Cable / Telecom News

Telus alleging Bell not allowing its BDU systems on fibre network


By Ahmad Hathout

Telus is alleging in an undue preference complaint made public Wednesday that Bell is deliberately obstructing its ability to introduce its broadcasting services over the larger telco’s last-mile fibre facilities in eastern Canada.

Telus claims in the complaint that it has made “repeated requests … over the course of several months” to pave the way to include its BDU systems on Bell’s fibre facilities but was allegedly denied based on reasons that are redacted from the complaint.

Telus says it wants the CRTC to force Bell to allow it to distribute its own programming services in these leased network service areas on the same terms and conditions set out in their existing affiliation agreement – which it claims already includes the ability to offer Bell’s programming services and a mechanism allowing it to introduce its own newly launched or acquired BDU systems – while the parties negotiate a new affiliation agreement.

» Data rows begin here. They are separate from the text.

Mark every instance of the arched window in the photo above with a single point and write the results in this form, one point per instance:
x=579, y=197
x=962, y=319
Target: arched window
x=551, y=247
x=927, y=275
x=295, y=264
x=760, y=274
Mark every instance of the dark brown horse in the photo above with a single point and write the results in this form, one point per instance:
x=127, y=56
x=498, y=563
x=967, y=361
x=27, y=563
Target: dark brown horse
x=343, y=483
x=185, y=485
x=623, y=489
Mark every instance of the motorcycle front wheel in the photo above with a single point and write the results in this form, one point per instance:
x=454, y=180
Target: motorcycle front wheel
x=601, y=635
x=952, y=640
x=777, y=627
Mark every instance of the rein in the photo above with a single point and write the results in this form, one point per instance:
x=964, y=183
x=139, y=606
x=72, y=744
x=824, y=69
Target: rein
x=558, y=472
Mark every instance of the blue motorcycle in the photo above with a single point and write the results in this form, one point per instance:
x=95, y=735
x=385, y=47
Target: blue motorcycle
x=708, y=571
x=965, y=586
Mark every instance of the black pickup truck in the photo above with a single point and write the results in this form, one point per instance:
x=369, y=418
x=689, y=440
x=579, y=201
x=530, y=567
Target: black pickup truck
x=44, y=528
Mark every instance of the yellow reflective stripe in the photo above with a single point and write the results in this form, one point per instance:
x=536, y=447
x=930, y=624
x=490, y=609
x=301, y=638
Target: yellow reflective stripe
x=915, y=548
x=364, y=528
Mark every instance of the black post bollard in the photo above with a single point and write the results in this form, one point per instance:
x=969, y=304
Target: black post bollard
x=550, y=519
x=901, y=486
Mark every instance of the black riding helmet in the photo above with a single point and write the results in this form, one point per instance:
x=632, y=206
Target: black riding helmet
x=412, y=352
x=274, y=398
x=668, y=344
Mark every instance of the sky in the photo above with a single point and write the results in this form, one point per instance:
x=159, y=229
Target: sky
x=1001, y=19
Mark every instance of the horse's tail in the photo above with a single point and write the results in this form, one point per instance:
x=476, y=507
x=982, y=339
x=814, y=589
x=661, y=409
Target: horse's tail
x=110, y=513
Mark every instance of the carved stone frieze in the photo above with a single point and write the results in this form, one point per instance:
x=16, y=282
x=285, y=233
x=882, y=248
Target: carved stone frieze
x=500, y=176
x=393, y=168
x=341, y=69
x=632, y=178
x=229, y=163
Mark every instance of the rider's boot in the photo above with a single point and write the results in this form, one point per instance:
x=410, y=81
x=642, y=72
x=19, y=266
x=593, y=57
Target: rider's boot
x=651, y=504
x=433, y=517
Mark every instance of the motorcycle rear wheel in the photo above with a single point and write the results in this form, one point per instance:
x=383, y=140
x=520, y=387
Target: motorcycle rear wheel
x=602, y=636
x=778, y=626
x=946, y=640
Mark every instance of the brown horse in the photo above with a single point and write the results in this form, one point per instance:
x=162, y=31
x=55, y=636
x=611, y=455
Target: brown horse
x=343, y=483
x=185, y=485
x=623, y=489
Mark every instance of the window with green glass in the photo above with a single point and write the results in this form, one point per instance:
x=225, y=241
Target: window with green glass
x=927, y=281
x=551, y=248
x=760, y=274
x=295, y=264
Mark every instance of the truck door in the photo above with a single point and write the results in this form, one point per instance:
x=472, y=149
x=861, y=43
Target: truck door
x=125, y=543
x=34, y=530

But Telus alleges that Bell threatened it with legal action if it tried bringing its own programming services into the network.

Bell did not respond to a request for comment by deadline.

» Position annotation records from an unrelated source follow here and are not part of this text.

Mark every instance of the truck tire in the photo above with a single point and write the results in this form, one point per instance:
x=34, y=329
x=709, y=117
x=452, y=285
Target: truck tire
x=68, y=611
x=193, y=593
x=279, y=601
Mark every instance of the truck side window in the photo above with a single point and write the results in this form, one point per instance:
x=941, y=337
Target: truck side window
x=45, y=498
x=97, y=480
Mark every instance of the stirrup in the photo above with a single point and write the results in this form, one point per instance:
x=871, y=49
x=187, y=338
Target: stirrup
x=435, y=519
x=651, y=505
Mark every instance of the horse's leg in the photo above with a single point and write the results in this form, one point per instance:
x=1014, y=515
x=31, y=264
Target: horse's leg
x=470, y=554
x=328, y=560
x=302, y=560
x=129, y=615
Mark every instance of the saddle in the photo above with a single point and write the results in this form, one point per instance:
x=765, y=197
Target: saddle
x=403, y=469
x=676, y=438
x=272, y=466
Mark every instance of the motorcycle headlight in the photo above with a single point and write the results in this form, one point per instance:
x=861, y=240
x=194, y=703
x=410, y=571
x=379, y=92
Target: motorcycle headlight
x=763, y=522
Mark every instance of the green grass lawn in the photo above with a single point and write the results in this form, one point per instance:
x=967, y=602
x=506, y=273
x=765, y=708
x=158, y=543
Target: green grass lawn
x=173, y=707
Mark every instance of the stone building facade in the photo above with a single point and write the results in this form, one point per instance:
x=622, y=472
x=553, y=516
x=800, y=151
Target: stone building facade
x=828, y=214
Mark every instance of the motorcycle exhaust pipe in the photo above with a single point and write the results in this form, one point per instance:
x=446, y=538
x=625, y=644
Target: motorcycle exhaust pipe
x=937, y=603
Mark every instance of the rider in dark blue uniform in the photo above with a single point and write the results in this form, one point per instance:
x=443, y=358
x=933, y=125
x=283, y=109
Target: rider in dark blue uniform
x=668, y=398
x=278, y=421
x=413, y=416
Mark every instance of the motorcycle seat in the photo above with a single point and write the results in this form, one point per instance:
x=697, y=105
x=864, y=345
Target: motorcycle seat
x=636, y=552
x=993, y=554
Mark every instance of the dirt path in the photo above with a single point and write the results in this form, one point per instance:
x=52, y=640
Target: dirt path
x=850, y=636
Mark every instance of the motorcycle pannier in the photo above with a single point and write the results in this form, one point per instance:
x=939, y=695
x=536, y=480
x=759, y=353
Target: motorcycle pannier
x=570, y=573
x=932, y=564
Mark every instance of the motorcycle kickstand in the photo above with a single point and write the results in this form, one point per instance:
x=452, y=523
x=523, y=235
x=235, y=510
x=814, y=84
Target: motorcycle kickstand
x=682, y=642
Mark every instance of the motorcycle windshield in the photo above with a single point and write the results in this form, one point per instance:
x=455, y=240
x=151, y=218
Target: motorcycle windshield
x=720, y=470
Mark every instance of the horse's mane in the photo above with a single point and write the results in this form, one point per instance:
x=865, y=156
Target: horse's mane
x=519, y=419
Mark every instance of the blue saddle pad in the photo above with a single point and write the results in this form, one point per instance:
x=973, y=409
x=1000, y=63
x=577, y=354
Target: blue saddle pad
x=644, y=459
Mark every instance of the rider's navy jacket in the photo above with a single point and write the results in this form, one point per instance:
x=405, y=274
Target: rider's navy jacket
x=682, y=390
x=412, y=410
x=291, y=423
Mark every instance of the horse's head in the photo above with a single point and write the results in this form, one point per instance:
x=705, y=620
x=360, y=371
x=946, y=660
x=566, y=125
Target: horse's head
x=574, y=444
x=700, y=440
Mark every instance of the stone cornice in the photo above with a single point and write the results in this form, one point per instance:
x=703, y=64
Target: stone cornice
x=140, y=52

The Vancouver-based telco claims multiple distributors, including TekSavvy, lease the desired transmission paths to distribute Bell’s programming services, which are in cities including Toronto, Montreal and Quebec City.

“It is thus clear that Bell Media has raised these concerns in bad faith and that they are nothing more than a pretext to prevent TELUS from launching the Eastern BDU Systems,” Telus claims.

“Bell Media’s actions are part of a coordinated and multi-pronged attempt by its parent company, BCE, to thwart TELUS’ ability to effectively compete in the market for television and Internet services in BCE’s incumbent territories in Ontario and Quebec, where most of BCE’s retail customers are located,” it further claims.

The CRTC mandated access to the telcos’ bundled middle- and last-mile fibre facilities, on top of which it also provides a pathway to ride broadcasting services.

“TELUS has embraced the CRTC’s new policy by expanding its service offerings outside of its traditional territories, where it is acting as a new competitor that can disrupt the status quo to the benefit of consumers,” the telco says, adding it must be able to offer consumers bundles that include competitive television service.

“This is precisely why Bell Media is incentivized to act anti-competitively in order to prevent TELUS from launching the Eastern BDU Systems,” Telus claims. “Bell Media is seeking to prevent TELUS from offering attractive service bundles to consumers that could provide strong new competition to its affiliated BDUs and Internet service providers (“ISPs”) in their incumbent markets.”

Because it claims Bell is offering other service providers access to these leased-line transmission paths, Telus says this alleged stonewalling constitutes an undue preference for others and a disadvantage to Telus.

Telus is asking the CRTC to find Bell Media has breached section 5 (e) of the Wholesale Code, which prohibits the imposition of terms that prevent an unrelated distributor from providing consumer choice; issue an order demanding Bell Media grant it authorization to distribute its programming services in the leased network service areas on their existing terms; and impose an administrative monetary penalty for every day Bell Media violates the order.

Telus has taken advantage of the CRTC’s wholesale access regime, which was revamped last August to include access to the bundled last-mile fibre facilities of the telcos across the country.

The telco recently launched gigabit internet services in Ontario and Quebec – a move that was cited by the regulator to reaffirm its decision to continue allowing the largest three service providers to use the wholesale access regime – and has spoken extensively about bundling its other services with internet to capture market share in areas outside of its footprint.

Still, some are opposed to that access, including Rogers and Bell. The CRTC, in fact, is expected to make a decision this summer about whether it will continue allowing the three largest telecoms – Rogers, Bell and Telus – to use the wholesale framework.

Bell has long maintained that the decision to allow such access makes investing in its own fibre builds uneconomical, and this month launched a public campaign against the policy after announcing that it will reduce its fibre build target this year.